Perry vowed not to start another band until he found players who were completely gung-ho and joyful about making music. Before long, he had found six of them. And while AgesandAges' lush vocal harmonies, clean production and mix of electric and acoustic instrumentation are all hallmarks of contemporary Northwest music, the septet's most striking characteristic—its joyful, electric spirit—seems almost comically out of place in a city full of down-tempo sad sacks.

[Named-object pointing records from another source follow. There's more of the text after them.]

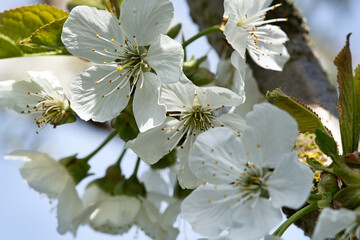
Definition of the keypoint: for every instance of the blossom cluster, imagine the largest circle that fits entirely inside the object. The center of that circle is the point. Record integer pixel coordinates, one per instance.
(235, 157)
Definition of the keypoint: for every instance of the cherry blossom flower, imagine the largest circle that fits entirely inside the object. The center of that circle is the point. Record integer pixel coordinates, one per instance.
(42, 98)
(136, 58)
(191, 110)
(331, 222)
(247, 179)
(246, 28)
(48, 176)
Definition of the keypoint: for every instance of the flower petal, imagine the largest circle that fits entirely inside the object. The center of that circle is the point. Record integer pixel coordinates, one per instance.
(177, 95)
(186, 177)
(233, 121)
(332, 222)
(43, 173)
(145, 19)
(166, 56)
(88, 28)
(270, 131)
(236, 36)
(217, 97)
(114, 214)
(291, 182)
(148, 111)
(217, 156)
(270, 53)
(153, 144)
(254, 221)
(207, 209)
(87, 96)
(68, 208)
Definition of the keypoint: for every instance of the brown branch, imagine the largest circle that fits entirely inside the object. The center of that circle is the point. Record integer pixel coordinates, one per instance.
(302, 76)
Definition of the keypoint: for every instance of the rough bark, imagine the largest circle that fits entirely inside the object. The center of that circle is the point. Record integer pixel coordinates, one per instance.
(302, 77)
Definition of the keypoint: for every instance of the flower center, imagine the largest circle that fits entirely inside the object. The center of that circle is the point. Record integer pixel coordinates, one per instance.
(47, 109)
(252, 181)
(198, 119)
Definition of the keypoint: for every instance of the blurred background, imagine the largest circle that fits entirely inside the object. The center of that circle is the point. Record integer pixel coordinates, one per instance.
(25, 214)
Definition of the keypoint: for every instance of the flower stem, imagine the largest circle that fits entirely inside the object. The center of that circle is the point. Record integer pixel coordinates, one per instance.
(299, 214)
(87, 158)
(121, 157)
(204, 32)
(136, 167)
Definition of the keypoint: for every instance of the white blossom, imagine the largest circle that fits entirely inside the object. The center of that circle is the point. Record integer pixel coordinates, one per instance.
(331, 222)
(42, 98)
(129, 49)
(247, 179)
(191, 110)
(48, 176)
(246, 28)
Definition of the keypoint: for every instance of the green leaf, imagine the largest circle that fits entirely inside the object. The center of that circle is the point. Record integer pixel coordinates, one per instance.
(99, 4)
(349, 97)
(307, 120)
(327, 144)
(20, 23)
(47, 37)
(318, 166)
(8, 48)
(174, 31)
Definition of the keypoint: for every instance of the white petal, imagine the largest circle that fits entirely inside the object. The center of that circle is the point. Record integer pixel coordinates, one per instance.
(153, 144)
(217, 156)
(331, 222)
(208, 210)
(69, 207)
(236, 36)
(275, 39)
(154, 183)
(239, 75)
(254, 222)
(177, 95)
(86, 95)
(166, 56)
(43, 173)
(291, 182)
(46, 80)
(145, 19)
(114, 214)
(186, 177)
(269, 130)
(80, 34)
(216, 97)
(148, 111)
(233, 121)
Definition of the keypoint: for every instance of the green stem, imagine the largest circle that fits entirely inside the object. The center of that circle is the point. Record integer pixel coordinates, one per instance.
(136, 167)
(121, 157)
(87, 158)
(299, 214)
(204, 32)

All of which is laid bare on Alright You Restless. The debut disc, a concept album of sorts about the pros and cons of moving to a commune, finds the band's seven members playing rollicking, stomp-along roots-pop while trading playful vocal parts à la the Free Design. And as is the case on a real commune, each member puts in work to form a more perfect musical union. "All hands are always doing something," Perry says, slightly playing up his cult-leader band persona. "Everything live and in the moment." That's the same approach AgesandAges took to recording the disc with Viva Voce's Kevin Robinson: The members gathered around an omnidirectional microphone and played their parts live, adding group vocals after the music was laid down. Flaws were embraced. Reverb and other vocal effects were avoided at all costs. "That shit is bone dry, for better or worse," Perry says. It's definitely for the best. In fact—and this is not my usual advice—the band could do to get a bit sloppier in live performances, where it is almost too flawless and rehearsed.

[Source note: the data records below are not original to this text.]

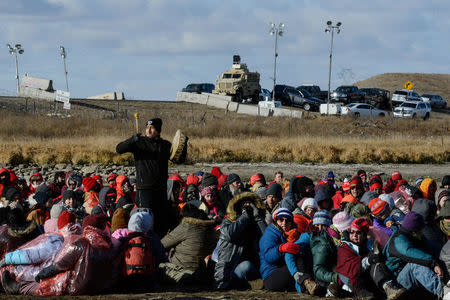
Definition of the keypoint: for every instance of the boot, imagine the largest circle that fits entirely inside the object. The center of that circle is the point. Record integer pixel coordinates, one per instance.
(12, 287)
(393, 290)
(311, 286)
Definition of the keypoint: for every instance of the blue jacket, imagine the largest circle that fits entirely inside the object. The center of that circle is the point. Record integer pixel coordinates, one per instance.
(48, 245)
(403, 248)
(269, 255)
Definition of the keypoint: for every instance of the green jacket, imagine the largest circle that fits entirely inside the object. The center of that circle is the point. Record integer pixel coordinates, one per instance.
(324, 257)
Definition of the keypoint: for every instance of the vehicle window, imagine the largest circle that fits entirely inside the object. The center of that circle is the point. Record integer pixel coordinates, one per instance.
(408, 104)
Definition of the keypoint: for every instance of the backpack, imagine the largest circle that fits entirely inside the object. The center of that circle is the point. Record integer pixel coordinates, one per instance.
(139, 258)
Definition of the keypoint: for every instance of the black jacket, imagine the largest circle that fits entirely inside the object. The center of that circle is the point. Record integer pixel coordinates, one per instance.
(151, 158)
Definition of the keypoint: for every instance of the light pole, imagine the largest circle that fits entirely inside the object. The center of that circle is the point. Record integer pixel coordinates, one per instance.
(13, 51)
(277, 31)
(63, 55)
(331, 28)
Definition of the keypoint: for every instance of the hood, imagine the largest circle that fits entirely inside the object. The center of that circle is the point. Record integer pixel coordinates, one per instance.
(119, 183)
(22, 231)
(97, 238)
(234, 208)
(425, 187)
(102, 195)
(198, 222)
(426, 208)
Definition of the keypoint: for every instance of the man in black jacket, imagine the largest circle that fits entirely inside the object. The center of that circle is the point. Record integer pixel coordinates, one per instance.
(151, 156)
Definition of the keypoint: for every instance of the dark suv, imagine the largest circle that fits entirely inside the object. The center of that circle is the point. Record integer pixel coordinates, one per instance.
(347, 94)
(377, 97)
(198, 88)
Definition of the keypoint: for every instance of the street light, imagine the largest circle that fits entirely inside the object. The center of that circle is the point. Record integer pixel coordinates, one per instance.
(331, 28)
(13, 51)
(277, 31)
(63, 55)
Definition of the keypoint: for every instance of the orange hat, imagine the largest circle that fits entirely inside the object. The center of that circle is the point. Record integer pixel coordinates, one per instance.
(377, 206)
(376, 185)
(396, 175)
(360, 224)
(350, 199)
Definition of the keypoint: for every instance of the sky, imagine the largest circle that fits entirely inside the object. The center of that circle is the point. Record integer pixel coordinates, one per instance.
(151, 49)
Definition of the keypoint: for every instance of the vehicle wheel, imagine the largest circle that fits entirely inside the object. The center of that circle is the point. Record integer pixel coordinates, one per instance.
(238, 96)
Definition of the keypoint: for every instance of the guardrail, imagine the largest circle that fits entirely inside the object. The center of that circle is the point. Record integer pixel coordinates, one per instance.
(224, 102)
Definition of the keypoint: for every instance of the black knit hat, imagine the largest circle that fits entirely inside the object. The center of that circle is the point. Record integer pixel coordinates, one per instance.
(156, 122)
(274, 189)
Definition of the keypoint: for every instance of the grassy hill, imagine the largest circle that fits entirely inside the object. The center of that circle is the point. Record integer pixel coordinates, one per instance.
(423, 83)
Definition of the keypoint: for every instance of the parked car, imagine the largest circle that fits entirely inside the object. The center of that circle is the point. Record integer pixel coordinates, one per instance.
(347, 94)
(398, 97)
(377, 97)
(362, 110)
(436, 101)
(288, 95)
(265, 93)
(413, 109)
(198, 88)
(310, 102)
(314, 90)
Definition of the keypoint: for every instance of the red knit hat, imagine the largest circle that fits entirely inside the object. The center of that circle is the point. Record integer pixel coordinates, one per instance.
(65, 218)
(396, 175)
(360, 224)
(377, 206)
(376, 185)
(89, 183)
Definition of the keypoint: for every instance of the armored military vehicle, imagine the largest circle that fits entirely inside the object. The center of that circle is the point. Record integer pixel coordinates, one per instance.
(239, 83)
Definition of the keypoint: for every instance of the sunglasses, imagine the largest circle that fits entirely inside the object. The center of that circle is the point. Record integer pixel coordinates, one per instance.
(357, 232)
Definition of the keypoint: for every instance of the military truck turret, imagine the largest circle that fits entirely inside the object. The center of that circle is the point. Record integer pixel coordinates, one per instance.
(239, 83)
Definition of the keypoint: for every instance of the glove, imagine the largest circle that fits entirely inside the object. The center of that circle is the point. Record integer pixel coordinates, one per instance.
(136, 137)
(289, 248)
(374, 258)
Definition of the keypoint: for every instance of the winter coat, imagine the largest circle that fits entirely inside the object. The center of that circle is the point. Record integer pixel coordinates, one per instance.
(29, 259)
(13, 238)
(379, 224)
(403, 248)
(151, 157)
(239, 236)
(191, 241)
(349, 257)
(269, 255)
(324, 254)
(86, 264)
(431, 232)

See, the big lesson in Alright You Restless
isn't, despite endless lyrics to the contrary, that moving to the
sticks with your friends will fix your life. The lesson is that
desperation breeds art with a pulse. Which puts AgesandAges in a tricky
spot, where success and repetition could spoil all its fun. But what are
they going to do? Move to a commune?
SEE IT: AgesandAges releases Alright You Restless on Friday, Feb. 11, at Mississippi Studios. 9 pm. $8. 21+.